Muzyka

Powrót do korzeni… i do Polski. Tash Sultana zagrają na Letniej Scenie Progresji

Return to the Roots

To moja najlepsza dotąd płyta: nie dlatego, że jest idealna, tylko prawdziwa. Bez nadmiernego analizowania i pogoni za czymś. Po prostu muzyka w najczystszej postaci – mówią artystki* o swojej nowej EP-ce Return to the Roots. Premierowy materiał i starsze przeboje pokroju Jungle czy Notion wybrzmią 18 sierpnia w Warszawie.

Return to the Roots

Czasem trzeba zrobić dwa kroki wstecz, żeby móc odważniej pruć do przodu. Z takiego założenia wyszły niedawno Tash Sultana, prezentując w maju EP-kę Return to the Roots. Sześcioma premierowymi piosenkami wracają do swoich początków, gdy grywały na ulicach i improwizowały z przyjaciółmi. Wprowadzeniem bardziej surowych, organicznych aranżacji dają rozbrzmieć długo tłumionym emocjom. Wokalistki otwarcie śpiewają o problemach ze zdrowiem psychicznym (Hazard to Myself), konfrontacjach z trudną diagnozą bliskich (Hold On) i odkrywaniu prawdziwej natury (Unleash the Rage) W utworze Ain’t It Kinda Funny nagranym we współpracy z Dallas Green, wokalistą znanym także jako City and Colour, opowiadają zaś o akceptacji upływającego czasu.

Do trzech razy sztuka

Wiosennym materiałem multiinstrumentalistki przerwały prawie dwuletnią przerwę wydawniczą. Taki comeback musiał doczekać się również swojej koncertowej odsłony. W ramach Return to the Roots Tour Tash Sultana zagrały już w Stanach Zjednoczonych, Ameryce Łacińskiej i Australii. Następna w kolejce czeka zaś Europa, w tym Polska. Tash Sultana 18 sierpnia 2026 roku już po raz trzeci zagrają nad Wisłą. Premierowo zaprezentowały się tutejszej publiczności na pierwszej i jedynej edycji warszawskiego On Air Festivalu, a w ubiegłym roku wpadły na Letnią Scenę Progresji. To właśnie plenerowa miejscówka na stołecznej Woli znów ugości wokalistki.

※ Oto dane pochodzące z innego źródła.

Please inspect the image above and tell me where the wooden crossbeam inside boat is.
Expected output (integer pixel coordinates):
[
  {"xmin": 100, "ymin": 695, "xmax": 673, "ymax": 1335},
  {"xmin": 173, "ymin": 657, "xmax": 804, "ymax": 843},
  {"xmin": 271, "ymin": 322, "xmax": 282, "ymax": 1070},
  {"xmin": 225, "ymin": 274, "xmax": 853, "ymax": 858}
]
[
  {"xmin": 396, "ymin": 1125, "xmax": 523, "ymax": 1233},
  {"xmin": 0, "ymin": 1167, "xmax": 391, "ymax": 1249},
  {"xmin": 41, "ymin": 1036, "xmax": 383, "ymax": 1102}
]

Artystki na koncercie w San Francisco w ramach trasy Return to the Roots Tour / fot. materiały promocyjne

Roznieść scenę w pojedynkę

Dlaczego warto już teraz wpisać tę datę do kalendarza? Słuchanie Australijek w domowych warunkach zbliży do jej bardziej emocjonalnego, kameralnego oblicza. Na żywo jeszcze lepiej przekonamy się zaś o tym, że motorami napędowymi ich twórczości są trzy nieposkromione siły – kreatywność, niespożyte pokłady energii i pasja. O tej ostatniej twórczynie wspominały zresztą w wywiadzie udzielonym Going. MORE dwa lata temu. – Ktoś może być najbardziej niesamowitym technicznie muzykiem w historii, ale brakuje mu zajawki. Trudno nam się z tym utożsamić – wyznały.

YouTube Music Nights, Live at The Enmore (Sydney, Australia)

Tash Sultana dobrze wiedzą, co mówią, bo na scenie nie korzystają z niczyjej pomocy. Dysponują bogatym, niestandardowym instrumentarium, którym spokojnie mogłyby obdzielić cały zespół. Grają m.in. na gitarze, klawiszach, basie, perkusji, saksofonie, mandolinie, harmonijce ustnej i trąbce, a do tego śpiewają, samplują, loopują i tworzą bity w czasie rzeczywistym. Tak wszechstronnemu podejściu, które da się zgrabnie opisać hasłem one-man show, Australijki hołdują już od początku kariery. I co tu dużo pisać, trzeba doświadczyć go na żywo.

Zobacz również
The Necks

*Artystki identyfikują się jako osoba niebinarna i używają zaimków „they/them”, które przetłumaczyliśmy na „one/ich”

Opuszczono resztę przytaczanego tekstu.